Fahrenheit -華氏- Ⅱ
まるで霧のような感触のない漠然とした考えを、何となく心音に聞かせた。
誰かに聞いてもらいたいと思っていたのかしら。
バカにされるのがオチなのに。
『無理よ』当然そう返ってくると思ったけれど予想に反して心音は乗り気だった。
彼女にしてもおもしろそうな発想に、ちょっと笑っただけだと思ったけれど―――
数日後、心音からテレビ電話が掛かってきたとき―――あたしは確信した。
心音が本気だったってことに。
『―――OK?入札制度のある案件を一つだけ用意するの。そうね―――実際に存在する“物”じゃなくて、実体のない権利書みたいなものがいいわ』
そこで考えたのが合同リゾート開発権利。
そのときにちょうど中国でリゾート開発を目指した権利の入札が近々行われる噂を聞いた。
だけどリゾート開発と言っても心音が用意した大規模なものじゃなく、比べ物にならないほど小さなもの。
中国側の企業が業績不振に陥った保養所を手放そうとしている。そしてやはり入札制度でそれは決められるようだったことも運が良かった。
『でもそれはダミー。本命は違うところにある』
心音は計画書と書かれた用紙をモニターに映し出し、綺麗な指で紙に書かれた図を指し示した。

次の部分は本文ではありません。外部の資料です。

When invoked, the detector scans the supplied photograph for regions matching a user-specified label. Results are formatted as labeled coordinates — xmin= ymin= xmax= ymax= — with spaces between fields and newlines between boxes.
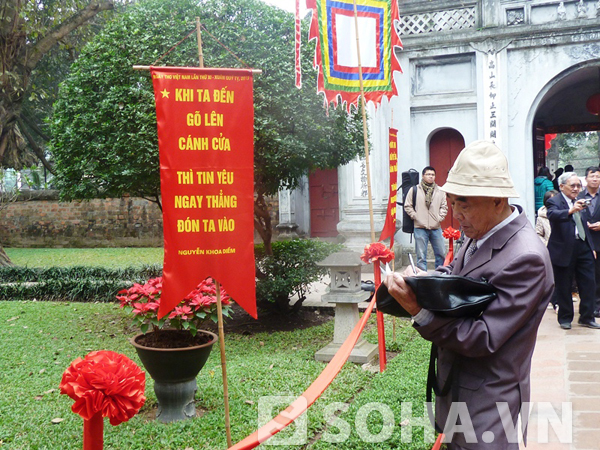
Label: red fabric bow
xmin=360 ymin=242 xmax=394 ymax=264
xmin=60 ymin=350 xmax=146 ymax=425
xmin=442 ymin=227 xmax=460 ymax=240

『アメリカンウェストスターにはもちろん、ホンモノのリゾート権利を勧める。だけど実際入札するのはあんた。そこをつくってわけ』
「ダミーの会社は?まさか架空の会社を作り上げるわけ?」
もしそうだとしたら、危険過ぎる。絶対に啓の目につくだろうから。
『実在する会社の名前をちょこっと借りるわよ。でも名前だけ』
そう言ったあとの心音の動きは早かった。
中国、桂林に的をしぼると、あっという間に適当な条件の会社を見つけ出し、彼女は一定のパスワードがなければ入れない偽のホームページを作り上げた。
そしてリゾート開発権利の餌をネットを通じてばら撒いた。
でも誰が気付くだろう。
そのダミーに仕立て上げた会社こそが―――アメリカンウェストスターに持ちかけるホンモノの企業だということに。